Jokowi menepis keraguan itu dengan mengungkapkan bakal dibentuknya semacam badan otoritas yang mengurusi semua keperluan tersebut terpenuhi. Karena bukan tak mungkin, ada celah yang bisa dimainkan sehingga pihak tertentu bisa memborong sejumlah lahan untuk kepentingan bisnis kelompoknya. Ada penguasaan lahan yang bertendensi terjadinya monopoli oleh grup tertentu. Apakah ini memungkinkan?
Salah satu cara guna menghindarkan itu terjadi adalah tanah yang dibeli harus dibangun dalam jangka waktu dua tahun. Pola ini memungkinkan tidak ada lahan yang menganggur usai dibeli pihak swasta. Pola ini juga bisa meniadakan permainan harga.

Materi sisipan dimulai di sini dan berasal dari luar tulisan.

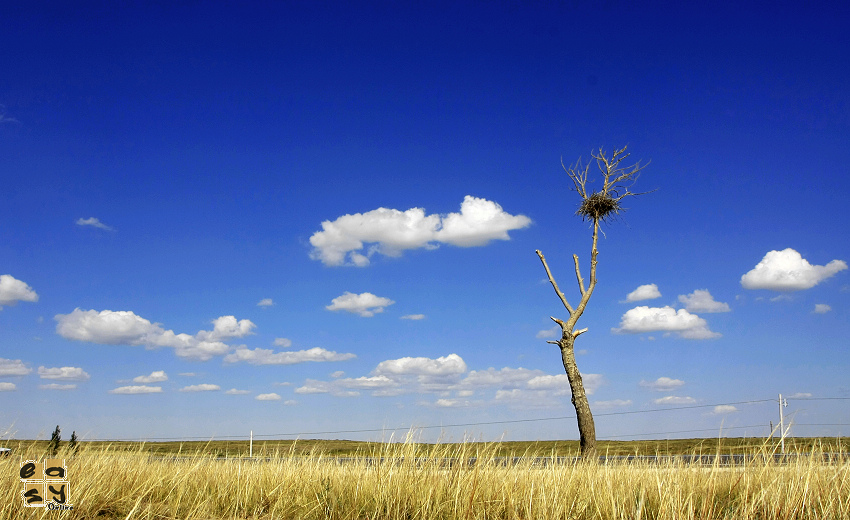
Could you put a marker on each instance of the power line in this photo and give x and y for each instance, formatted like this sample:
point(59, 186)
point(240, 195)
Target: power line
point(510, 421)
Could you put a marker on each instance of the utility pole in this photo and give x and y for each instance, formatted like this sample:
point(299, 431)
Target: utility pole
point(782, 421)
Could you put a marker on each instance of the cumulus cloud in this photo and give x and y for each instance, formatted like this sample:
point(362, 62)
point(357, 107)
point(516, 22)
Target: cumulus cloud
point(702, 301)
point(57, 386)
point(614, 403)
point(724, 409)
point(673, 399)
point(126, 328)
point(561, 384)
point(13, 291)
point(662, 384)
point(262, 356)
point(644, 292)
point(365, 304)
point(800, 395)
point(366, 383)
point(452, 403)
point(63, 374)
point(226, 327)
point(650, 319)
point(140, 389)
point(505, 378)
point(422, 366)
point(13, 367)
point(787, 270)
point(157, 376)
point(93, 222)
point(312, 386)
point(200, 388)
point(391, 231)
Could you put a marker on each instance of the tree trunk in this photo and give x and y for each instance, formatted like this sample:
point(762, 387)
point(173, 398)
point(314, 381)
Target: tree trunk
point(586, 427)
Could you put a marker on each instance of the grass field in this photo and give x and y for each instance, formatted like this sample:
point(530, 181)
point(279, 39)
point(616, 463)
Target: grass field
point(305, 480)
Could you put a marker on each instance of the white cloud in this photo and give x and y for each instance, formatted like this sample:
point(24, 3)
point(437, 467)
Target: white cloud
point(672, 399)
point(644, 292)
point(141, 389)
point(226, 327)
point(312, 386)
point(13, 367)
point(13, 291)
point(561, 383)
point(392, 231)
point(821, 308)
point(452, 403)
point(204, 387)
point(504, 378)
point(702, 301)
point(156, 376)
point(787, 270)
point(724, 409)
point(93, 222)
point(63, 374)
point(554, 332)
point(366, 383)
point(650, 319)
point(800, 395)
point(262, 356)
point(662, 384)
point(126, 328)
point(57, 386)
point(365, 304)
point(615, 403)
point(446, 365)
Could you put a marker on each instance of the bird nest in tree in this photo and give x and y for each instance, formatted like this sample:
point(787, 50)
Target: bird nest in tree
point(599, 206)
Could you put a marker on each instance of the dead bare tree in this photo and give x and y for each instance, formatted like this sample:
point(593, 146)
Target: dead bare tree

Nah, badan otoritas inilah yang akan membuat persyaratannya, melengkapi hak dan kewajiban pembelian dan penjualan lahan. Kepastian hukum dan aturan jual-beli ini mesti dituntaskan secara paripurna. Harus diminimalisasikan adanya celah permasalahan hukum atau gugat-menggugat pada kemudian hari. Sebab, kita telah memiliki acuan UU No 5/1960 tentang Peraturan Dasar Pokok-Pokok Agraria. Jangan sampai, penjualan lahan ke masyarakat secara langsung itu bertentangan dengan UU yang ada.

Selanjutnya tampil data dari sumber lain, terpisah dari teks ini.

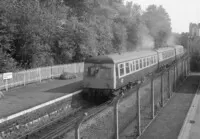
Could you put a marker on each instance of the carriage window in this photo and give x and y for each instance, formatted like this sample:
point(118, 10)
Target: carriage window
point(140, 63)
point(121, 69)
point(144, 62)
point(147, 61)
point(127, 68)
point(137, 64)
point(133, 65)
point(151, 60)
point(154, 59)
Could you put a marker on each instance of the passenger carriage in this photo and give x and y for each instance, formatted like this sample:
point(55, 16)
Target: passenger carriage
point(104, 75)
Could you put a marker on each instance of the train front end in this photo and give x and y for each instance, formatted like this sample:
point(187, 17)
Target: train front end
point(98, 79)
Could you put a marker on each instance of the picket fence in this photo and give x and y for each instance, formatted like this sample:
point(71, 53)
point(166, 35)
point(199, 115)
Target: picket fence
point(39, 74)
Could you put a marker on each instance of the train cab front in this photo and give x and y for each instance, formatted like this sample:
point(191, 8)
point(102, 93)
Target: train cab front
point(98, 79)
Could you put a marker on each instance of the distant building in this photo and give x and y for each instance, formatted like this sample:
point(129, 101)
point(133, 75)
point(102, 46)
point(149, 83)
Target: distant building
point(194, 29)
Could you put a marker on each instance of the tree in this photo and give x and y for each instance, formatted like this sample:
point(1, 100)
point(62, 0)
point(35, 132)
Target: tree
point(158, 22)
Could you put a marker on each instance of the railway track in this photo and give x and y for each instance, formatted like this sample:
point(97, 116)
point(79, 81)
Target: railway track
point(64, 124)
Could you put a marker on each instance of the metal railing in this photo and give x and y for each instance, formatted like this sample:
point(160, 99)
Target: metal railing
point(39, 74)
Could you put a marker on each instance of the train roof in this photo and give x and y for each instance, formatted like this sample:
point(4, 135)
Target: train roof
point(164, 49)
point(116, 58)
point(178, 46)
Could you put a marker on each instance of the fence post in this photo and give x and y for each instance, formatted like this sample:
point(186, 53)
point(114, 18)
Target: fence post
point(174, 78)
point(152, 98)
point(116, 117)
point(162, 90)
point(40, 77)
point(24, 77)
point(138, 111)
point(186, 66)
point(77, 127)
point(169, 87)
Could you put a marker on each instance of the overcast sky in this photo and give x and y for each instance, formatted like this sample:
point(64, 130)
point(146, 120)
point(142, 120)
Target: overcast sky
point(181, 12)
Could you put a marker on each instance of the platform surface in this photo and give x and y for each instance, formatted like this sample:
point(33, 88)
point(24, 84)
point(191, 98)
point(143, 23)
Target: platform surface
point(170, 119)
point(22, 98)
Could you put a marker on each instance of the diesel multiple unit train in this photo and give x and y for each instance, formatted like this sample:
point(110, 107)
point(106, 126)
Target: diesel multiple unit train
point(104, 75)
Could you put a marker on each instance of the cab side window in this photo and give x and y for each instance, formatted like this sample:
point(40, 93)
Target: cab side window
point(127, 68)
point(133, 65)
point(144, 62)
point(137, 64)
point(141, 63)
point(148, 62)
point(121, 69)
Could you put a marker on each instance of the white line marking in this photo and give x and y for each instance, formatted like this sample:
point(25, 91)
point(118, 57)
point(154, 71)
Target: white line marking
point(2, 120)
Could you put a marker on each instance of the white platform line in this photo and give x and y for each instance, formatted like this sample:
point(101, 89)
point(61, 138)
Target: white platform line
point(185, 130)
point(2, 120)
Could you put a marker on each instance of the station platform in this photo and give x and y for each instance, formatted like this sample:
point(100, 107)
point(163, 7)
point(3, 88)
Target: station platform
point(25, 97)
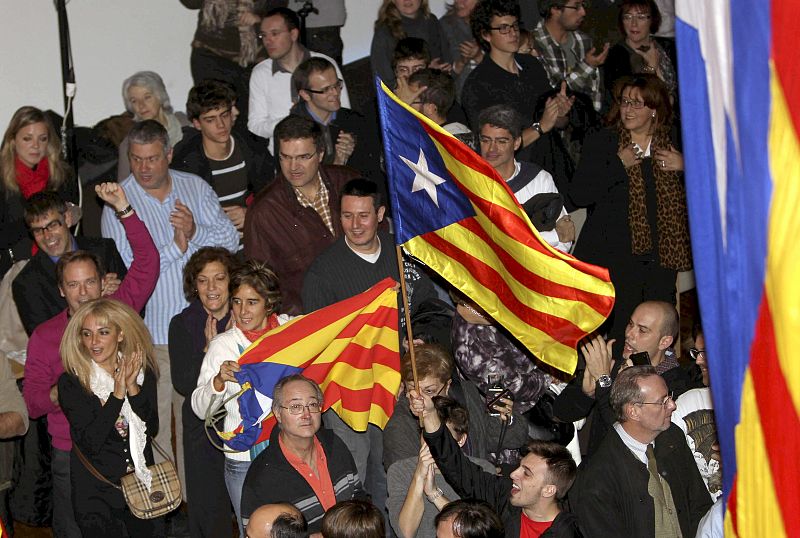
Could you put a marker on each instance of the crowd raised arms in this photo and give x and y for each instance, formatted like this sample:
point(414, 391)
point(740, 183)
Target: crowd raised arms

Apakah menurut hukum agraria lahan negara dibolehkan dijual kepada swasta atau individu masyarakat atau pihak lain? Penjelasannya diperlukan karena bisa berdampak pada minat masyarakat membeli. Buat apa membeli bila tidak bisa memiliki? Badan otoritas yang akan dibentuk tadi mesti mendefinisikan secara perinci apa maksud lahan negara yang dijual kepada swasta.
Kepastian hukum atas status lahan jelas berdampak pada seberapa besar minat masyarakat nantinya untuk membeli. Bila dilihat dari sisi konsep, ibu kota baru itu benar-benar bisa menjadi impian untuk hunian dan tempat tinggal.

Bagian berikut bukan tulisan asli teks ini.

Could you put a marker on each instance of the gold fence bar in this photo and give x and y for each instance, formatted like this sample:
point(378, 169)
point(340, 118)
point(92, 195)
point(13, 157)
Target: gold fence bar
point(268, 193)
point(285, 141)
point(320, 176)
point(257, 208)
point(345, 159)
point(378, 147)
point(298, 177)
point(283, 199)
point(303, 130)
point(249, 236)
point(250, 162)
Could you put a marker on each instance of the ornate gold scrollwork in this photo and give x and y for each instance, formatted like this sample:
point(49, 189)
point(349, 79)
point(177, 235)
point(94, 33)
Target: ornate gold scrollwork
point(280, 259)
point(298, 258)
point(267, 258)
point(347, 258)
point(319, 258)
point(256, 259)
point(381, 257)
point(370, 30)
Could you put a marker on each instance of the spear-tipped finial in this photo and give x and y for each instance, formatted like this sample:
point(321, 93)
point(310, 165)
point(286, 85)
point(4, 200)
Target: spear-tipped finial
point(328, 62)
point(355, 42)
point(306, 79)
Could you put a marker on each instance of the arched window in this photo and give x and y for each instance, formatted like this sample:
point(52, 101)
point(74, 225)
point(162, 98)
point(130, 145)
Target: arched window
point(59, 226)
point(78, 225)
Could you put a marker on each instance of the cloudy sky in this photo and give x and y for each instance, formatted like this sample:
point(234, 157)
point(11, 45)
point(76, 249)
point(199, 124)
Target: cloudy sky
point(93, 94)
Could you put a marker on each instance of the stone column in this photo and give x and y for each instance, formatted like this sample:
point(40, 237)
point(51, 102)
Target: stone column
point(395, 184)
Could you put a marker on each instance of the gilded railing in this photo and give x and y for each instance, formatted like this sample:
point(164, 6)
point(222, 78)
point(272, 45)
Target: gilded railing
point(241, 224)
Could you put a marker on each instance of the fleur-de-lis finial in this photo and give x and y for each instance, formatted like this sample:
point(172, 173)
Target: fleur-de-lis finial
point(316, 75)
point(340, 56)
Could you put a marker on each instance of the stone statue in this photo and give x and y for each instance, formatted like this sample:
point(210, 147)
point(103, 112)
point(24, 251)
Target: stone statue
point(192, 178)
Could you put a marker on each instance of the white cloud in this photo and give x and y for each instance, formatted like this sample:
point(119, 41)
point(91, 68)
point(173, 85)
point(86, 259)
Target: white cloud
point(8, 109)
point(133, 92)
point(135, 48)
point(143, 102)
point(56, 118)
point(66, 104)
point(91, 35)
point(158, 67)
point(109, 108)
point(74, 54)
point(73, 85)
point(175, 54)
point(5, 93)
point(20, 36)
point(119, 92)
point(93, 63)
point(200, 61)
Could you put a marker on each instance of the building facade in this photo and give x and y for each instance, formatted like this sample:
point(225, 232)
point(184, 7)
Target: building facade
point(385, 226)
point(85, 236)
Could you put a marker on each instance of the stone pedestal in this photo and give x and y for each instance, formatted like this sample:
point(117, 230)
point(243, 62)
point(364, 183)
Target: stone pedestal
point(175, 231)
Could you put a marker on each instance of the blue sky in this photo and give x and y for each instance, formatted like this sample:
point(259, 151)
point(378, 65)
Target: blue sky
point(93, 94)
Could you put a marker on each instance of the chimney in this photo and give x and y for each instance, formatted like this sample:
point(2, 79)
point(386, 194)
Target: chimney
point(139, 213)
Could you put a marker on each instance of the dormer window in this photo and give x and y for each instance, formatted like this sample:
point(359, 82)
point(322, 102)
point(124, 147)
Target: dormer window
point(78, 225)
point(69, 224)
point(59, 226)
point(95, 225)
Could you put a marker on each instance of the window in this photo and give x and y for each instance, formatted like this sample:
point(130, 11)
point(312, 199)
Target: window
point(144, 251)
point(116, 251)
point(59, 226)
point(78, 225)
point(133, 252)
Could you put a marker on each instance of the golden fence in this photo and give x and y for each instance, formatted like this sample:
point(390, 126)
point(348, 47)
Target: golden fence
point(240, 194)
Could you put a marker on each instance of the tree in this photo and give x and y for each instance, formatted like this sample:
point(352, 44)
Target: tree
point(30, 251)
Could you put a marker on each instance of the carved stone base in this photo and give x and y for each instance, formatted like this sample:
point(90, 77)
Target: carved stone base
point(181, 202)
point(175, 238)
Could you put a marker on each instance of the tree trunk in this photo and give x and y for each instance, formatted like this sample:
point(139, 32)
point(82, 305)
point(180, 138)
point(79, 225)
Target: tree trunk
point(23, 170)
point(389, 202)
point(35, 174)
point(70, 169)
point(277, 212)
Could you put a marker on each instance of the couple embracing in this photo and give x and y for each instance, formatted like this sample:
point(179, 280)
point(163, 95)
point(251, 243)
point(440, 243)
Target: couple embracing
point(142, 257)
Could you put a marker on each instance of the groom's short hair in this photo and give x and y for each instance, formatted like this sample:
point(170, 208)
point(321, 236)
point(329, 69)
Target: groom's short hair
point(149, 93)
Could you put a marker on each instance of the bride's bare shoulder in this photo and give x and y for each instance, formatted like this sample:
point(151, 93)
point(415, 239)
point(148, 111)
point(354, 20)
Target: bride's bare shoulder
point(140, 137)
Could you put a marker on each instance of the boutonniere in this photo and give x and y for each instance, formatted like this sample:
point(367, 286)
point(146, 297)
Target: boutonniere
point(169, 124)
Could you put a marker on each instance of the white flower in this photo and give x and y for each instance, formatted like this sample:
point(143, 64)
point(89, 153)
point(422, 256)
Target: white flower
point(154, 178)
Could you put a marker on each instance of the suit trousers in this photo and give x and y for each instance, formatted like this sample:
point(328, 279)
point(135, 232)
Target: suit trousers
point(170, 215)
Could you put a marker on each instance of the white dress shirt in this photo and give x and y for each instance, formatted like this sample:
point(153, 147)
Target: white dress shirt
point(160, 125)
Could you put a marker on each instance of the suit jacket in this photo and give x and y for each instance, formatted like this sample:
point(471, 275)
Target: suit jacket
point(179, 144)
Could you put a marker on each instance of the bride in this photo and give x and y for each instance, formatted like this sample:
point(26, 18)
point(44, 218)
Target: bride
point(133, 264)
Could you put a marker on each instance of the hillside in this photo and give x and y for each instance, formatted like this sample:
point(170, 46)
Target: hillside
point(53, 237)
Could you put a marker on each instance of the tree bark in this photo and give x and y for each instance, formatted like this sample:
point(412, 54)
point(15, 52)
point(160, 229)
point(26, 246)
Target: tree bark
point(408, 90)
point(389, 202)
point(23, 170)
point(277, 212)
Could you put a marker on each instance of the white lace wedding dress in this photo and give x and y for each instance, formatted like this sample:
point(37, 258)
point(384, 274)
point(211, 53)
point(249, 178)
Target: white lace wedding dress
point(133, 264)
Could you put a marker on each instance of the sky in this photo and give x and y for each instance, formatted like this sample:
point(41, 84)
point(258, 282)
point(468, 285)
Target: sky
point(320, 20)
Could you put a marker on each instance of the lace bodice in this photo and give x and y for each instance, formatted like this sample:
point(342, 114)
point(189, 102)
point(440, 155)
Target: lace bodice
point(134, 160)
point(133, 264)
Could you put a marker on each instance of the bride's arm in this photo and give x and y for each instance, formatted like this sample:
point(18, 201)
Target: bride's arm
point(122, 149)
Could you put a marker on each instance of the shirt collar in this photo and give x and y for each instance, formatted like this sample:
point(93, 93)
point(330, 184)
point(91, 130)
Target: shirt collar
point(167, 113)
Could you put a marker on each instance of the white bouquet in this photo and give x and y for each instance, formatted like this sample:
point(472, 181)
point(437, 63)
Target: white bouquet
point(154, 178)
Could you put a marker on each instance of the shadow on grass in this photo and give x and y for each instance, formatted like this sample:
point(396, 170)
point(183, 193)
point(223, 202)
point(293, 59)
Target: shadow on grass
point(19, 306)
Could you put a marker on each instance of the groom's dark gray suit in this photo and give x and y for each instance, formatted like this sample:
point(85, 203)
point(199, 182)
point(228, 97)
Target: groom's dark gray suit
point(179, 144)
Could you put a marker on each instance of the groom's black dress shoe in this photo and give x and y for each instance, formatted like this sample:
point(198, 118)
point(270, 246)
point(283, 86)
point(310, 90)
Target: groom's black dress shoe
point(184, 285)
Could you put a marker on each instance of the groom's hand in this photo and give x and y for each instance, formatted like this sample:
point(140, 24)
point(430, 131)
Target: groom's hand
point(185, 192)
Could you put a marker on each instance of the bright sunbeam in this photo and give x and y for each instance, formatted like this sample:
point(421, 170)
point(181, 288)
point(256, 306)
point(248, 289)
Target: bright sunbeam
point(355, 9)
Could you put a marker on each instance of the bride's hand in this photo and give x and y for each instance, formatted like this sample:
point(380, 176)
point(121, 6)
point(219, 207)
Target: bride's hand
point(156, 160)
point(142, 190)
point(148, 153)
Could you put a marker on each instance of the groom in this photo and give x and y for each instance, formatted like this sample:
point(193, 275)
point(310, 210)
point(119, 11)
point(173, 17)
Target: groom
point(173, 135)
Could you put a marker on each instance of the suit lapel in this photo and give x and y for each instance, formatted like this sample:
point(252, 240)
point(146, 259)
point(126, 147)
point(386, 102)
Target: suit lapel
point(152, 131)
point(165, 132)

Ibu kota baru ini memang dirancang menjadi area yang sehat, ramah keluarga, ramah anak, ramah pendidikan, dengan fasilitas infrastruktur yang paripurna kelas ibu kota negara. Sarana dan prasarana transportasi berkonsep mobilitas massal yang menggunakan moda ramah lingkungan. Terbayang hidup di ibu kota baru tanpa polusi dan kemacetan.
Namun, pemindahan ibu kota ini bukanlah sekadar memindahkan kantor pemerintahan. Ibu kota baru ini diharapkan bisa menjadi magnet baru tumbuhnya pusat-pusat perekonomian. Kita tentu berharap, magnet yang mewujud adalah gaya menarik, bukan gaya menolak. Ibu kota baru harus memberi daya tarik bagi masyarakat untuk menggerakkan perekonomian nasional.